Cape Cod craft co-ops coming soon?

Technically called a “craft marijuana cultivator cooperative” license, the six farms would be joined together as a cooperative, in the form of a limited liability company or limited liability partnership, to cultivate, obtain, manufacture, process, package and brand marijuana and marijuana products. The cooperative would deliver crops and products to marijuana establishments but would not be allowed to sell directly to consumers, according to draft state regulations for the new marijuana industry.
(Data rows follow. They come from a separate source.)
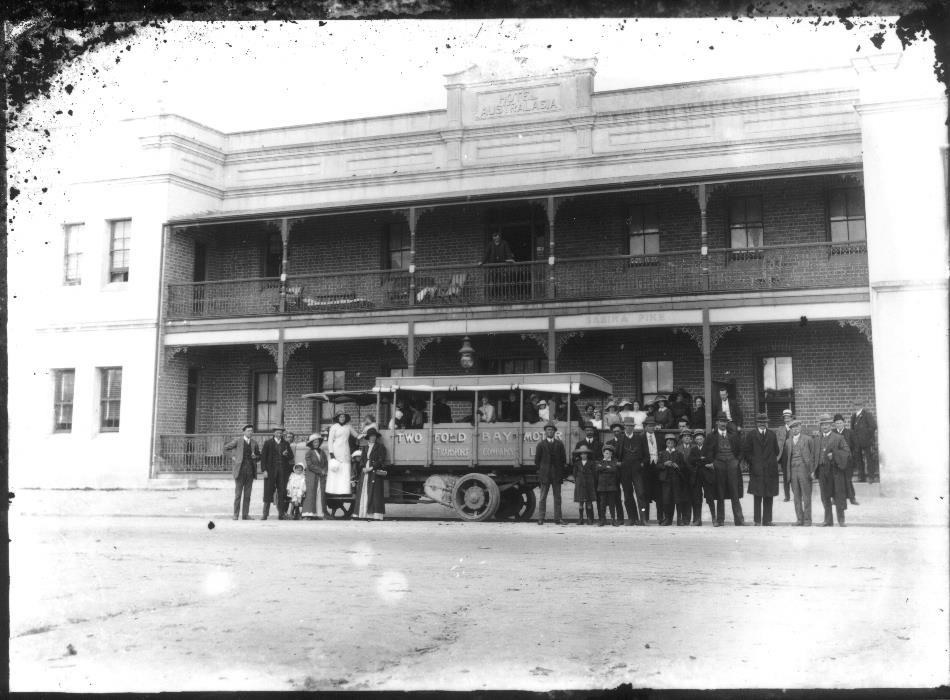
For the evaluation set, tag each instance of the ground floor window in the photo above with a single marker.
(265, 401)
(64, 382)
(656, 378)
(110, 398)
(777, 391)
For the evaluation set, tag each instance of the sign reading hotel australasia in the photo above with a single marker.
(510, 103)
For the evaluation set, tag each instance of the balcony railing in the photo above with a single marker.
(793, 266)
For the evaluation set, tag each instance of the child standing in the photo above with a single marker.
(585, 484)
(296, 490)
(608, 487)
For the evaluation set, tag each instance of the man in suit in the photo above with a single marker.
(830, 468)
(730, 408)
(864, 434)
(629, 452)
(244, 460)
(276, 463)
(550, 458)
(782, 435)
(650, 472)
(849, 439)
(592, 440)
(761, 451)
(724, 449)
(799, 457)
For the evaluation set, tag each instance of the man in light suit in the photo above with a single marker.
(550, 458)
(244, 460)
(864, 435)
(799, 458)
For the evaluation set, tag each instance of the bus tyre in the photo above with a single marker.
(476, 497)
(338, 508)
(517, 502)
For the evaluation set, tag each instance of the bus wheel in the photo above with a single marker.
(518, 502)
(338, 509)
(475, 497)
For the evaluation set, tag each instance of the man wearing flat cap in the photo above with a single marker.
(799, 456)
(760, 450)
(724, 449)
(246, 455)
(550, 458)
(830, 468)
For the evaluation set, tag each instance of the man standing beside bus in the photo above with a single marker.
(550, 458)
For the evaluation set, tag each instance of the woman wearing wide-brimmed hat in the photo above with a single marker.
(370, 494)
(339, 466)
(316, 474)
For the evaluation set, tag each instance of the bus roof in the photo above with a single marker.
(557, 382)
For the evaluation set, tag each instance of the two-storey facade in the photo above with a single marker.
(743, 233)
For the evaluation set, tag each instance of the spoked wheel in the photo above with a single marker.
(518, 503)
(475, 497)
(338, 508)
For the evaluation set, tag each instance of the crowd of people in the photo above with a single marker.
(636, 467)
(677, 472)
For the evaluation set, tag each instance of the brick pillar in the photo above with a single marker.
(902, 112)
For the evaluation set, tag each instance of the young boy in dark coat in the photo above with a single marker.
(608, 486)
(585, 484)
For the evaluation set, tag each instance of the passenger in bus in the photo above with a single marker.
(510, 409)
(585, 483)
(531, 409)
(441, 412)
(550, 458)
(608, 490)
(486, 412)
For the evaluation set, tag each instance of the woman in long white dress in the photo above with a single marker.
(339, 468)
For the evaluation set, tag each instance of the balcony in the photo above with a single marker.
(787, 267)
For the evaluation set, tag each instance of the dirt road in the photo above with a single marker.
(140, 603)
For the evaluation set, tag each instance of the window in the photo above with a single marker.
(64, 381)
(119, 234)
(397, 246)
(776, 388)
(745, 222)
(71, 255)
(273, 254)
(530, 365)
(331, 380)
(656, 378)
(644, 232)
(266, 416)
(846, 215)
(110, 396)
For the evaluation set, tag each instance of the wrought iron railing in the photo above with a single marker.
(793, 266)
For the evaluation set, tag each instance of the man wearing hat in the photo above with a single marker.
(830, 469)
(761, 451)
(316, 461)
(550, 458)
(651, 462)
(849, 439)
(244, 469)
(781, 435)
(799, 457)
(724, 450)
(864, 429)
(276, 463)
(629, 452)
(592, 440)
The cooperative license option was added to the state’s adult-use marijuana legislation after a push by state Sen. Julian Cyr, D-Truro, and state Rep. Sarah Peake, D-Provincetown. The law, which came on the heels of a ballot initiative approved by voters in 2016, was signed into law on July 28. The license allows groups of small-scale growers to collaborate and share costs to produce “craft marijuana,” which can decrease the influence of the existing black market, produce a high-quality product and protect against corporate interests driven only by the bottom line, according to a statement from Cyr.

The cooperative license is limited to six locations for cultivation and three locations for product manufacture, according to the draft regulations.

“For far-flung corners of the Commonwealth, like the Cape and Islands, or the Berkshires, this amendment provides economic opportunity and dependable year-round jobs,” Cyr said last year when the legislation was signed.

Without the craft grower language, “only the large national companies would profit,” Peake said.

The cooperative license, in particular, is the only cultivation license that allows for multiple cultivation and manufacturing sites, said Peter Bernard of the Massachusetts Growers Advocacy Council. The caveat is that a cooperative cannot own any other sort of license, Bernard said. Like Cyr and Peake, Bernard said he sees the cooperative license as “something that would be very beneficial to the Cape.”

“It will help a lot of struggling farms not convert to condo complexes,” Bernard said.